From 70bc864156e12327eef979c964528e185ded4aca Mon Sep 17 00:00:00 2001
From: muupan <muupan@gmail.com>
Date: Wed, 26 May 2021 23:55:11 +0900
Subject: [PATCH 1/3] Add a test of ACER with fixed covariance, which fails for
 now

---
 tests/agents_tests/test_acer.py | 15 ++++++++++++++-
 1 file changed, 14 insertions(+), 1 deletion(-)

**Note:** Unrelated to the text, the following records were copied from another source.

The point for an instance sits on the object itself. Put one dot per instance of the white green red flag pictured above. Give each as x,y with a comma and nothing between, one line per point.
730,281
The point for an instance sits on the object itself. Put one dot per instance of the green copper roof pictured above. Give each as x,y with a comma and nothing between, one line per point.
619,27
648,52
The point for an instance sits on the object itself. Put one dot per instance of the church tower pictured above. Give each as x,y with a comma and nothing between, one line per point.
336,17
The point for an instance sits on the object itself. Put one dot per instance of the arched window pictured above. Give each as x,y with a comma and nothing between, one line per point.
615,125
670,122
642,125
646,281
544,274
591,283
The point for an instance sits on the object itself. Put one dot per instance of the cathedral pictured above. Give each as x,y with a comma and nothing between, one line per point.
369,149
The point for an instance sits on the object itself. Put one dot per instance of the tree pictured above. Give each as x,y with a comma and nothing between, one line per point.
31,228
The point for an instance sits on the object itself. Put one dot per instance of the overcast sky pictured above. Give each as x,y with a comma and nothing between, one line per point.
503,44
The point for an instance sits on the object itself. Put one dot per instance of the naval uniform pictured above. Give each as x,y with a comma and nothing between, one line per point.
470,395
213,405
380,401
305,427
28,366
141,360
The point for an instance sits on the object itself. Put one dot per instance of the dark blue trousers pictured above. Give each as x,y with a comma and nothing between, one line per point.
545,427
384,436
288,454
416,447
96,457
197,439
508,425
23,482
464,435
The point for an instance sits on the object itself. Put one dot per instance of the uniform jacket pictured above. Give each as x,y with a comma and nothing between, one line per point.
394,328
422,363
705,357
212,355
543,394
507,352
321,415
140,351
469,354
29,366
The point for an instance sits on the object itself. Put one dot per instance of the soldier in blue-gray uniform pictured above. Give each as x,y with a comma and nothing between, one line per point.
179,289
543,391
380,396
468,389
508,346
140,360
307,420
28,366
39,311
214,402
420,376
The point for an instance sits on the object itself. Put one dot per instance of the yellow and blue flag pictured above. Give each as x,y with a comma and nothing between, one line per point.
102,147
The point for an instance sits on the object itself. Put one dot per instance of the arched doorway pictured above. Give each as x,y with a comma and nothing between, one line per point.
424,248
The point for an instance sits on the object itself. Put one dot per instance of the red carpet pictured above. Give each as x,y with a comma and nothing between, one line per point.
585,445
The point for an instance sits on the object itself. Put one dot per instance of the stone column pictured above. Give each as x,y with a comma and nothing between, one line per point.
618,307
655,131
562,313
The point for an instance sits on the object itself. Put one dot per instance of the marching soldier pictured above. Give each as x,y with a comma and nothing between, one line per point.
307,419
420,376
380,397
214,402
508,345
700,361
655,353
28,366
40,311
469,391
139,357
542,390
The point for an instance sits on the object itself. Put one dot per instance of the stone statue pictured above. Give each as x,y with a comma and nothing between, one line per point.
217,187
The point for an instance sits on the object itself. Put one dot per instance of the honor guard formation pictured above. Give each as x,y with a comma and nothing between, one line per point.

diff --git a/tests/agents_tests/test_acer.py b/tests/agents_tests/test_acer.py
index 25fbebc2d..9a0aacf40 100644
--- a/tests/agents_tests/test_acer.py
+++ b/tests/agents_tests/test_acer.py
@@ -15,7 +15,11 @@
 from pfrl.experiments.evaluator import run_evaluation_episodes
 from pfrl.experiments.train_agent_async import train_agent_async
 from pfrl.nn import ConcatObsAndAction
-from pfrl.policies import GaussianHeadWithDiagonalCovariance, SoftmaxCategoricalHead
+from pfrl.policies import (
+    GaussianHeadWithDiagonalCovariance,
+    GaussianHeadWithFixedCovariance,
+    SoftmaxCategoricalHead,
+)
 from pfrl.q_functions import DiscreteActionValueHead
 from pfrl.replay_buffers import EpisodicReplayBuffer
 
@@ -263,6 +267,15 @@ def test_compute_loss_with_kl_constraint_gaussian():
     _test_compute_loss_with_kl_constraint(policy)
 
 
+def test_compute_loss_with_kl_constraint_gaussian_with_fixed_covariance():
+    action_size = 3
+    policy = nn.Sequential(
+        nn.Linear(1, action_size),
+        GaussianHeadWithFixedCovariance(),
+    )
+    _test_compute_loss_with_kl_constraint(policy)
+
+
 def test_compute_loss_with_kl_constraint_softmax():
     n_actions = 3
     policy = nn.Sequential(

From 711bff6b7943974c9ce6c34955ef93291133eb44 Mon Sep 17 00:00:00 2001
From: muupan <muupan@gmail.com>
Date: Wed, 26 May 2021 23:57:07 +0900
Subject: [PATCH 2/3] Support fixed covariance by filtering out non-learnable
 params

Loss function used in the test is changed because maximizing the entropy has
no effect for Gaussian with fixed covariance
---
 pfrl/agents/acer.py             | 9 ++++++++-
 tests/agents_tests/test_acer.py | 8 +++++---
 2 files changed, 13 insertions(+), 4 deletions(-)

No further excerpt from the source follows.